Gelişmekte olan dünya için bir başka sorun, emtia fiyatlarındaki artışların sürekli olma ve dalgalar halinde hareket etme eğiliminde olmasıdır. BNP Paribas SA, (Markit ISM anketlerinden alınan) girdi fiyatlarının gelişmekte olan piyasalarda keskin bir şekilde yükseldiğini gösteriyor. Bu seviyelere en son ulaştıklarında, GFC’nin ardından fiyatlar, şu anda sona ermiş olan uzun ayı piyasasına yerleşmeden önce birkaç yıl boyunca yüksek kaldı:
Bu durum, küresel anlamda sosyal huzursuzluk olasılığını artırıyor. 2011 Arap Baharı isyanlarını ateşleyen kıvılcım, Tunus’ta yüksek gıda fiyatları nedeniyle bir gerçeklesen bir protesto olmuştu. Strategas Research Partners’tan Jason DeSenna Trennert’in dediği gibi:
“Sadece gelişmiş ülkeler beslenme, ısınma gibi temel ihtiyaçları sorun olmaktan çıkarabilir. Emtia fiyatı enflasyonu, özellikle güçlü ve esnek yönetişim sistemlerine sahip olmayan ülkelerde politik olarak çok istikrarsızlaştırıcı olabilir. Unutulmamalıdır ki, Amerika son mali krizde hem ev fiyatlarında önemli bir düşüş (1930’lardaki büyük buhrandan beri gerçekleşmemiş bir olay) hem de aynı anda 150 dolarlık petrol yaşadı. Ne yazık ki Hindistan, Mısır ve Endonezya gibi ülkelerde gıda isyanları olağan hale geldi.
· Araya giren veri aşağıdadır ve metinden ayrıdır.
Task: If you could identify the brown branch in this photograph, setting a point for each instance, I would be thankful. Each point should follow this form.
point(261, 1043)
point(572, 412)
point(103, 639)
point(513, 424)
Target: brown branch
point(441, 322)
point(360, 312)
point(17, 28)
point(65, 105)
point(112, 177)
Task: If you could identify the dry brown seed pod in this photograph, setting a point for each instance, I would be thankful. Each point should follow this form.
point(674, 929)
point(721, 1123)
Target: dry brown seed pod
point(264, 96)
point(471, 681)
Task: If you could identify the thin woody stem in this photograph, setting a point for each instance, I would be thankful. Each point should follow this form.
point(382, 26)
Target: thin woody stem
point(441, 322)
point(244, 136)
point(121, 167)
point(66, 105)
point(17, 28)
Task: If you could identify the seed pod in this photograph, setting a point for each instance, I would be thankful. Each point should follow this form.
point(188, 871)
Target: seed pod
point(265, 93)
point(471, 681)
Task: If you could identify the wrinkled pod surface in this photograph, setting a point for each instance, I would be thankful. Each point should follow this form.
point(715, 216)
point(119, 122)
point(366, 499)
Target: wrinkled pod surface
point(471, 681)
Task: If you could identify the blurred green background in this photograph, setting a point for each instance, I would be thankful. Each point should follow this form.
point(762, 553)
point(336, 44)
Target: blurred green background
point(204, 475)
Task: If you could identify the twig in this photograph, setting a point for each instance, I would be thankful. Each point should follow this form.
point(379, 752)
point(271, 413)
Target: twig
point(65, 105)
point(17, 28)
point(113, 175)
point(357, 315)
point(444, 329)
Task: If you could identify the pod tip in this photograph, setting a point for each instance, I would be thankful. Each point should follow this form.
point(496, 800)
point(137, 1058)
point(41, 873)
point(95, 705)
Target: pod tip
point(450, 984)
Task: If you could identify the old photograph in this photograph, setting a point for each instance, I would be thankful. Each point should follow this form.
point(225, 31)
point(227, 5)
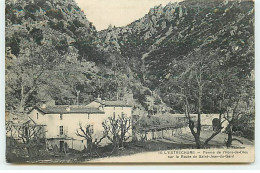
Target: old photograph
point(129, 81)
Amerika’nın ikiz açıkları GSYİH’nın %20’sine yaklaşırken, ABD doları konusunda özellikle emtia ve varlıklara karşı yükselişe geçmek zor. Bu şekilde, dolar, Hazine Bakanı John Connally’nin bir zamanlar dediği gibi, “bizim para birimimiz ve sizin sorununuz.”
Bu nedenle, daha güçlü emtia fiyatları, gelişmiş ülkelerde enflasyon için kendi başlarına çok tehlikeli olmasa da, gelişmekte olan dünyadaki istikrarı derinden bozabilir. Yiyecek tedariki sorunları, yalnızca Brezilya ve özellikle şu anda pandemiden ciddi şekilde muzdarip olan Hindistan gibi ülkeler için acıyı şiddetlendirecektir. Gıda, Hindistan’da tüketici harcamalarının% 29,8’ini (ve Nijerya’da% 59’unu) ve ABD’de yalnızca% 6,4’ünü oluşturuyor. Gıda enflasyonu, gelişmekte olan piyasalardaki manşet enflasyonu daha direkt besliyor ve bu durum, söz konusu piyasalarda manşet ve çekirdek enflasyonu yukarı çekecek. BNP’nin tahminlerine göre:
Yükselen enflasyon, bir dizi ülkeyi, ekonomilerinin hazır olmadığı bir noktada faiz artırımlarına zorlayabilir. Özellikle Brezilya, keskin sıkılaşmanın yanı sıra artan enflasyon için hazır görünüyor. BNP Paribas, gelişmekte olan dünyanın geri kalanının çoğunda, beklentinin, ülkelerin para politikasını önceden değiştirmeden enflasyonda bir artışa dayanacakları olduğunu gösteriyor.
Yükselen faiz oranları, özellikle pandemi döneminde, gelişmekte olan dünyada gıda fiyat enflasyonu kadar popüler olmayabilir, bu nedenle merkez bankaları doğal olarak bunlardan kaçınmaya çalışacaktır. Ancak, şu anda en zor enflasyonist zorlukların bulunduğu yer de yine gıda enflasyonu. Gelişmiş dünyada, enflasyondaki artış, yeniden açılmanın neden olduğu geçici bir tuhaflığı kanıtlayabilir. Gelişen dünyada, gıda fiyatları enflasyonu halihazırda ciddi bir sosyal ve ekonomik zorluk oluşturuyor.